SINGAPORE - It is a very rare event, surely, that a stock exchange's largest company does not register a trade for more than a month.
But that is precisely the quagmire that the Singapore Exchange (SGX) finds itself mired in with British insurer Prudential.
The stock trades actively in London and New York but barely registers a yawn on its Singapore secondary listing. The last successful SGX transaction was on April 24.
Trades on that day bumped up Prudential's value by 27 per cent and allowed it to leapfrog longstanding bourse leader SingTel to be the largest company in Singapore.
SingTel, a popular retail and institutional stock, contributes vastly more to market activity but number crunchers do not care. At the end of last month, SingTel's market capitalisation of $62.14 billion remained below Prudential's $63.859 billion.
Prudential encapsulates the quandary that the SGX faces over secondary listings - they look good on paper and may dramatically lift the value of the market but do not really contribute much else.
This has come in the spotlight after the SGX on Wednesday said it will codify its regulations into a framework for secondary listings to make the rules clearer to all.
Secondary listings have their stock quoted in a primary listing in their home market - in charge of most of the regulation - but have their shares also listed and traded elsewhere, such as in Singapore.
Under the SGX proposal, companies from developing markets would be subject to more continuing listing requirements. The SGX would apply a lighter touch to those from developed markets, relying more on the home bourses for regulation.
The bourse operator has said the change is more to clarify regulations than to attract more companies to Singapore.
Mr Mohamed Nasser Ismail, SGX's head of issuer regulation, on Wednesday said the regulatory framework has been "a long time in the making", and there is no link with any listing.
But market watchers say the regulatory framework will, in effect, make it easier for global companies to seek a secondary listing and there is little doubt that secondary listings form a part of the SGX's plans to boost its securities market.
After all, what's not to like about having the world's most famous companies listed here. Their presence - even as secondary listings - add glitz and glamour.
It is an apt coincidence that the regulatory announcement comes just slightly after news that Russian's Gazprom, the world's largest producer of natural gas, is exploring a secondary listing here.
But judging from history, big names such as Prudential and possibly Gazprom will probably not add much to market activity, although their impact on the value of the bourse is oversized.
There are 33 secondary listings and many of them do not register a trade on any typical day. Yet these firms made up $311.225 billion of the $1.012 trillion worth of securities listed here - or over 30 per cent of the total market's value.
The more active counters include the three secondary-listed Jardine stocks on the benchmark Straits Times Index - Jardine Matheson Holdings, Jardine Strategic Holdings and Hongkong Land Holdings.
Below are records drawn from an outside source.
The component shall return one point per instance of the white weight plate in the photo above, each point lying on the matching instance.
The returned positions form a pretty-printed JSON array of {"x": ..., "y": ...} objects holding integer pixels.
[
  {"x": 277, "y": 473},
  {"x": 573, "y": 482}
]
Even then, SGX data shows the turnover of these three stocks was only about 2 per cent of the total trading value of securities last month. This is low considering that their combined month-end value of $124.9 billion was about 12 per cent of the overall market total.
In fact, the secondary listings market bears some resemblance to the market for American Depository Receipts (ADRs), which is facing even more dire straits.
In 2010, SGX introduced the ADRs of some China companies listed in New York, to much fanfare. The idea was that investors would be able to trade in the companies' stock during Asian hours when the companies themselves were doing business, rather than wait for New York to open.
As China stocks go, the ADRs here are the bluest of the blue chips. There is Internet giant Baidu, China's biggest oil producer PetroChina, and China Mobile, the world's largest mobile phone operator by subscribers.
But trading activity of the ADRs here is painfully thin, and most days pass by without any transaction being completed in a single ADR.
There are some differences between ADRs which are merely "quoted" here and secondary listings. But the sales pitch to investors is still the same - trade the world's largest companies on the SGX. And the impact has, unfortunately, been similar as well - a boost to prestige but not much help to trading activity.
One possible reason for the malaise is that the trading activity invariably centres on the home market, where the interest is higher.
Although Prudential's listings in Western markets are doing well, its Hong Kong counter is almost as dead as the SGX one. Most days, Prudential trades only 2,000 shares or less in the territory.
On the bright side, however, there is no need to panic - SGX's derivatives business has grown nicely in recent years, for instance. There has also been a suggestion to cut the lot size for corporate bonds and list them so retail investors can trade - an idea that may yet prove profitable.
The SGX must be commended for its hard work in coming up with the latest regulatory framework but it really shouldn't be looking to secondary listings if it wants to boost the market. Just look at Prudential. The man in the street probably doesn't even know that it is listed here.